Day 51: Marsden Moor (Eastergate) – Marsden – Butterfly, Blakeley, Wessenden, and Wessenden Head Reservoirs – Black Hill – Torside Reservoir – Clough Edge

16.8 miles – Classic sun and clouds

The eastern portall of Standedge Canal Tunnel

I awoke at 4:20, teaed, breakfasted, and set off at five past six. I find it extraordinary, always having been a night owl, to be getting up at first light – that’s hiking!

As I approached Marsden I found what I had been hoping for, Standedge Tunnels. The canal tunnel on the Huddersfield Narrow Canal, opened in 1811, is the longest (at 3.1 miles / 5km), the highest (at 643 feet / 196m above sea level) and deepest (at 636 feet / 194m at its deepest point) in Britain, and it can still be used by suitable narrowboats.

But that’s not all; there are also three railway tunnels running parallel to the canal, and all are linked by ‘adits’ or cross-tunnels so that the whole forms an underground matrix. Fascinating and inspiring.

Above the eastern portall of Standedge Railway Tunnels. The canal tunnel is just out of sight in the trees to the left of the railway.

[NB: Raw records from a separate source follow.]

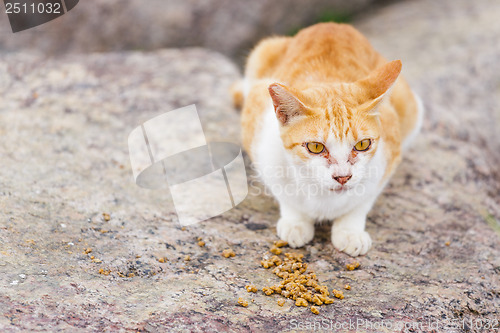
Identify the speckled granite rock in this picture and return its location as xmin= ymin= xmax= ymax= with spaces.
xmin=1 ymin=0 xmax=500 ymax=332
xmin=0 ymin=0 xmax=372 ymax=60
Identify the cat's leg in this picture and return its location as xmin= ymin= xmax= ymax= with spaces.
xmin=276 ymin=201 xmax=315 ymax=248
xmin=331 ymin=201 xmax=374 ymax=257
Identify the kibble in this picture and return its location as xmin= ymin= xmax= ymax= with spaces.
xmin=222 ymin=249 xmax=235 ymax=258
xmin=311 ymin=295 xmax=323 ymax=306
xmin=270 ymin=246 xmax=282 ymax=255
xmin=198 ymin=241 xmax=205 ymax=247
xmin=344 ymin=284 xmax=351 ymax=290
xmin=102 ymin=213 xmax=111 ymax=221
xmin=158 ymin=257 xmax=167 ymax=263
xmin=246 ymin=285 xmax=258 ymax=293
xmin=332 ymin=289 xmax=344 ymax=299
xmin=274 ymin=240 xmax=288 ymax=248
xmin=323 ymin=297 xmax=334 ymax=304
xmin=261 ymin=260 xmax=274 ymax=268
xmin=295 ymin=297 xmax=308 ymax=307
xmin=262 ymin=287 xmax=274 ymax=296
xmin=255 ymin=243 xmax=344 ymax=312
xmin=311 ymin=306 xmax=320 ymax=315
xmin=346 ymin=261 xmax=360 ymax=271
xmin=238 ymin=297 xmax=248 ymax=307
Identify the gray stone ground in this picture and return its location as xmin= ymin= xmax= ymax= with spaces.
xmin=1 ymin=0 xmax=499 ymax=332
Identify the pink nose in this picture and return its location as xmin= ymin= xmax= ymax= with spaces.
xmin=333 ymin=175 xmax=352 ymax=185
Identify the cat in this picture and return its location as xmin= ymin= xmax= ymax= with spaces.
xmin=235 ymin=23 xmax=423 ymax=256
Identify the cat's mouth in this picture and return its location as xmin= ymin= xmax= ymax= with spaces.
xmin=330 ymin=186 xmax=350 ymax=193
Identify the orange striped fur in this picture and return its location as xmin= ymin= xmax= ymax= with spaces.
xmin=235 ymin=23 xmax=422 ymax=256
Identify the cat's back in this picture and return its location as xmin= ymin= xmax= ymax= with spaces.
xmin=271 ymin=23 xmax=384 ymax=83
xmin=241 ymin=23 xmax=386 ymax=155
xmin=240 ymin=23 xmax=421 ymax=160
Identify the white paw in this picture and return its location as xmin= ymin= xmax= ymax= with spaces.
xmin=331 ymin=229 xmax=372 ymax=257
xmin=277 ymin=218 xmax=314 ymax=248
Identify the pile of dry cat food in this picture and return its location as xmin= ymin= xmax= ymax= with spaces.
xmin=242 ymin=240 xmax=353 ymax=315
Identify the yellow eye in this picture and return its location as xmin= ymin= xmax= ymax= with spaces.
xmin=354 ymin=139 xmax=371 ymax=151
xmin=306 ymin=142 xmax=325 ymax=154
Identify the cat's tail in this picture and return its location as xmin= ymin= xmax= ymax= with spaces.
xmin=231 ymin=79 xmax=244 ymax=110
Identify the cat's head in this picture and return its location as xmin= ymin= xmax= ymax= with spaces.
xmin=268 ymin=60 xmax=402 ymax=195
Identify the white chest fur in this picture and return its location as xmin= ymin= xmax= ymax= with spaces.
xmin=252 ymin=105 xmax=387 ymax=222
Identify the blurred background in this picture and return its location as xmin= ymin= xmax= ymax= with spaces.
xmin=0 ymin=0 xmax=397 ymax=65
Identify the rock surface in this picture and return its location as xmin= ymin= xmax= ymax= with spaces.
xmin=0 ymin=0 xmax=372 ymax=61
xmin=1 ymin=0 xmax=500 ymax=332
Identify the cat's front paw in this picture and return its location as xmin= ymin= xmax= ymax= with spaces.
xmin=331 ymin=229 xmax=372 ymax=257
xmin=277 ymin=218 xmax=314 ymax=248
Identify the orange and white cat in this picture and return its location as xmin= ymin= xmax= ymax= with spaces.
xmin=236 ymin=23 xmax=423 ymax=256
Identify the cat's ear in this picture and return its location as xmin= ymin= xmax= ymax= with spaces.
xmin=268 ymin=83 xmax=308 ymax=125
xmin=355 ymin=60 xmax=402 ymax=112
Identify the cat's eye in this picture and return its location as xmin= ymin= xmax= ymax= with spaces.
xmin=354 ymin=139 xmax=371 ymax=152
xmin=306 ymin=142 xmax=325 ymax=154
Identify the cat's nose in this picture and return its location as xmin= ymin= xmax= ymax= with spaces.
xmin=333 ymin=174 xmax=352 ymax=185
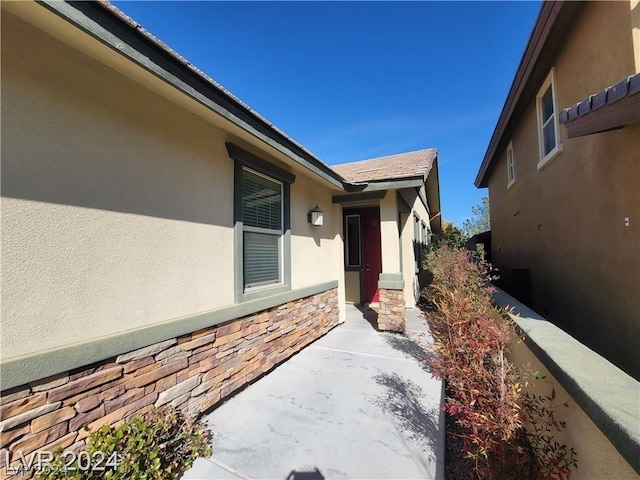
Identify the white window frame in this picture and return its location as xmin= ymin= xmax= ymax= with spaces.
xmin=506 ymin=141 xmax=516 ymax=188
xmin=242 ymin=167 xmax=284 ymax=291
xmin=536 ymin=68 xmax=563 ymax=169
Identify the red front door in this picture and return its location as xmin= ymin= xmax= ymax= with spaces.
xmin=362 ymin=211 xmax=382 ymax=303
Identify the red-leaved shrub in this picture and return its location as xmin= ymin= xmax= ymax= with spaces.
xmin=422 ymin=246 xmax=577 ymax=479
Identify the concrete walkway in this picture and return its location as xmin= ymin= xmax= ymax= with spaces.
xmin=182 ymin=305 xmax=444 ymax=480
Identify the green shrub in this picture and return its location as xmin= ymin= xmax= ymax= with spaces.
xmin=422 ymin=245 xmax=577 ymax=479
xmin=429 ymin=222 xmax=468 ymax=251
xmin=39 ymin=407 xmax=211 ymax=480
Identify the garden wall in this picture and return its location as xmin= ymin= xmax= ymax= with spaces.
xmin=495 ymin=288 xmax=640 ymax=479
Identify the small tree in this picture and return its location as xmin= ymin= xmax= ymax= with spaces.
xmin=462 ymin=196 xmax=490 ymax=237
xmin=431 ymin=221 xmax=467 ymax=250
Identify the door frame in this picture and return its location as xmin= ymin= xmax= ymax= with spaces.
xmin=343 ymin=206 xmax=381 ymax=305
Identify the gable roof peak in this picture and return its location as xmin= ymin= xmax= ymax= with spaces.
xmin=332 ymin=148 xmax=438 ymax=184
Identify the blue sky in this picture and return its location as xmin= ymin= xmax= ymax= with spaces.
xmin=112 ymin=1 xmax=541 ymax=227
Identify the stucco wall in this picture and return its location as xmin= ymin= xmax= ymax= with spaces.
xmin=400 ymin=213 xmax=417 ymax=305
xmin=2 ymin=12 xmax=232 ymax=359
xmin=508 ymin=340 xmax=638 ymax=480
xmin=379 ymin=193 xmax=401 ymax=275
xmin=290 ymin=173 xmax=344 ymax=291
xmin=486 ymin=1 xmax=640 ymax=378
xmin=1 ymin=10 xmax=344 ymax=364
xmin=399 ymin=189 xmax=431 ymax=306
xmin=557 ymin=1 xmax=637 ymax=104
xmin=633 ymin=0 xmax=640 ymax=72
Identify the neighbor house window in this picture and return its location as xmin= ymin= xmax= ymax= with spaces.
xmin=242 ymin=168 xmax=283 ymax=289
xmin=345 ymin=215 xmax=361 ymax=267
xmin=507 ymin=141 xmax=515 ymax=187
xmin=536 ymin=68 xmax=562 ymax=167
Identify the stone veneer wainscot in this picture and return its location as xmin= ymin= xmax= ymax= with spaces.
xmin=376 ymin=288 xmax=405 ymax=332
xmin=0 ymin=288 xmax=339 ymax=479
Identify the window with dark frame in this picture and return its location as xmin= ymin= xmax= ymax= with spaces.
xmin=242 ymin=168 xmax=283 ymax=289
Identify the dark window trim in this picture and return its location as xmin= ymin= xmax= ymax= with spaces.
xmin=227 ymin=143 xmax=296 ymax=185
xmin=232 ymin=150 xmax=292 ymax=303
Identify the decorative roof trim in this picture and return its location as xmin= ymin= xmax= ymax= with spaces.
xmin=559 ymin=73 xmax=640 ymax=125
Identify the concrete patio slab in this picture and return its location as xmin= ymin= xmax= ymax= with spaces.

After breakfasting a second time in Marsden, I took to the moors – again – but at least the sun was bright enough to make them seem to shine – apart from Black Hill, that is: the moss really is darker on the top. And frankly, there was no practical alternative to the Pennine Way here. The path down from the summit of Black Hill is very slow; I only managed about 1.25 mph over loose stones and boulders, which (I can’t help it) I just find so dispiriting; it also meant I didn’t get as far today as I had intended.

The path from Marsden to Butterfly Reservoir.
Wessenden Head Reservoir (note how low the water level is) – the bracken seemed to shine.
Issues Road (not Roman) from near the top of Black Hill.
Descending from Black Hill I was surprised to find this small, isolated patch of slate, so crumbly that plants couldn’t get a grip.

I finnished the day with a gruelling ascent to Clough Edge, but it meant I would get a good start the next morning on the last stage of the Pennine Way.

Torside Reservoir from Clough Edge.
The spectacular view south-east from my pitch on Clough Edge, gorgeous in the evening sunlight.

Comments (1):

  1. Guy Harbottle

    19 July 2022 at 15:05

    Would I be right in saying that you have had enough of flattish, eventless moorland?